Apesar das limitações, estudos descritivos constituem ferramentas de grande utilidade para a descrição de características da população, identificação de grupos de risco, ação preventiva e terapêutica mais efetiva. E para o planejamento em saúde.27,28 Como limitação, pode-se cogitar a presença do viés de cortesia nas avaliações do tratamento e dos profissionais. Os pais avaliaram o único serviço de saúde bucal do município e portanto, poderiam responder segundo imaginassem o que o profissional avaliado gostasse de ouvir.
Especula-se, ainda, que a ordem de procedimentos durante o trabalho de coleta de dados - exame e entrevista - pudesse ter influenciado alguns respondentes, visto que os pais presenciavam a marcação do número de cáries na ficha.

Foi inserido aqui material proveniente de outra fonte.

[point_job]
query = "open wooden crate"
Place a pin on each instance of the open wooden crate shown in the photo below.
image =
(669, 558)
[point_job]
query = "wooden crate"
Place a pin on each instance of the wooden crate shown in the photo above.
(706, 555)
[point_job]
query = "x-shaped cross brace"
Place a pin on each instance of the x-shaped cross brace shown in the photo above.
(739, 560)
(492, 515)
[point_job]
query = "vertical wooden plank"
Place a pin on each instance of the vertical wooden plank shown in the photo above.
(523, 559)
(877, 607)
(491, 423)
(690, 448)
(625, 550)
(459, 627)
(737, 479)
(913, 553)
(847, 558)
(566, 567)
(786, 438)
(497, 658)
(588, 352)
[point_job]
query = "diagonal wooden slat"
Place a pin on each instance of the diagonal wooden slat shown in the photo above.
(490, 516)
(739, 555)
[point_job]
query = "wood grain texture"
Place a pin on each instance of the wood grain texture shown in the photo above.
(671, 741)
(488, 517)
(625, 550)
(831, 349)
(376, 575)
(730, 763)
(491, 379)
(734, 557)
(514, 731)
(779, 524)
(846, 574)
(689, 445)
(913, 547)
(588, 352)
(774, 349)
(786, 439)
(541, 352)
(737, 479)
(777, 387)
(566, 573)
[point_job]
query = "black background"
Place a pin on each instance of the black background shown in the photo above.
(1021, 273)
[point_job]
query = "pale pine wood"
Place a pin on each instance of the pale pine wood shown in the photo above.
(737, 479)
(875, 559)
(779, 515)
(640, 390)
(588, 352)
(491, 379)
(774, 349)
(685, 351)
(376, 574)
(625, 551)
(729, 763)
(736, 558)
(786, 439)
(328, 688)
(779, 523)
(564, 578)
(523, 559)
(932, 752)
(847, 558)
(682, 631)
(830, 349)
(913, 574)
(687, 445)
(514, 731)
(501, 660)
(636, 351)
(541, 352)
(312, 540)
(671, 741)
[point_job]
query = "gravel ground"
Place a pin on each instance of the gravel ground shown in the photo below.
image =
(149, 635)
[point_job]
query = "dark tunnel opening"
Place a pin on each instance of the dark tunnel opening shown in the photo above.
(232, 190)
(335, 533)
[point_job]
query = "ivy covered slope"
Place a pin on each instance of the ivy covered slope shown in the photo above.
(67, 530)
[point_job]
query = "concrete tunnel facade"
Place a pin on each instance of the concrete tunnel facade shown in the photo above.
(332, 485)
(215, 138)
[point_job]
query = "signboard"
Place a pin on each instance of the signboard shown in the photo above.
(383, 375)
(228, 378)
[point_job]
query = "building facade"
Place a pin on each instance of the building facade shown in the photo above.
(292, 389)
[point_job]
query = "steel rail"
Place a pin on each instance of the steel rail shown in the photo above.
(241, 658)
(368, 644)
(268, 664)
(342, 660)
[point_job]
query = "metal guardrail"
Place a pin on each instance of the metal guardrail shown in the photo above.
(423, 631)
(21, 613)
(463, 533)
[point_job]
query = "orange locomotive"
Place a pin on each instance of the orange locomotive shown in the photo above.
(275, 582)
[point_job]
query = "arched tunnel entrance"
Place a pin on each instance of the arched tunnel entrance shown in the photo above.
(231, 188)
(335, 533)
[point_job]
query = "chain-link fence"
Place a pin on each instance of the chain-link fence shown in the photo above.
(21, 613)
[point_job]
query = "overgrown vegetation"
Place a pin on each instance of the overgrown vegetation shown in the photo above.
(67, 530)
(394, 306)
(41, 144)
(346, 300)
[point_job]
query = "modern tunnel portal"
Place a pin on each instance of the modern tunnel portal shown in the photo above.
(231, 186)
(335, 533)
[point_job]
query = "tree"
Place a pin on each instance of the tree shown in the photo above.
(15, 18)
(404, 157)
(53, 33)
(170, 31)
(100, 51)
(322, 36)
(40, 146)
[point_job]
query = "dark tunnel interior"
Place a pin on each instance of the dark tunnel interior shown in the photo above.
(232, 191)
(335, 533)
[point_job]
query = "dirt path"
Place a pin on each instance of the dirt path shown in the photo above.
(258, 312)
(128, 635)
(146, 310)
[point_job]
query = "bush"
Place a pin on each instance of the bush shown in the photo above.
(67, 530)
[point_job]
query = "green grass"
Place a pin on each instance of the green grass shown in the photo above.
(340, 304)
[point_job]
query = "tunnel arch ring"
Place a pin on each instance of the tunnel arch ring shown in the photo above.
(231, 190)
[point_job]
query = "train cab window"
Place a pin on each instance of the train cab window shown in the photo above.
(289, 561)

Entretanto, essa influência pode estar presente em ambas as direções. Por exemplo: aqueles que confirmaram ou souberam da presença de cáries podem ter avaliado negativamente o serviço ou os cuidados pessoais. Coletar os dados em ordem alternada poderia distribuir melhor as diferenças na população estudada.
Os resultados deste trabalho permitiram estimar pela primeira vez a prevalência de cárie e a utilização do serviço público odontológico das crianças de cinco e 12 anos de idade em Arroio do Padre-RS, localidade com características próprias às de municípios da zona rural, cuja saúde da população, historicamente, tem sido pouco estudada no país.
Eis a razão porque estudos como este podem servir de base à realização de outros levantamentos em município do interior e de zona rural. Com poucas ações, simples e bem direcionadas, planejadas de acordo com a realidade local, é possível contribuir para uma mudança efetiva no quadro de saúde bucal dessas populações.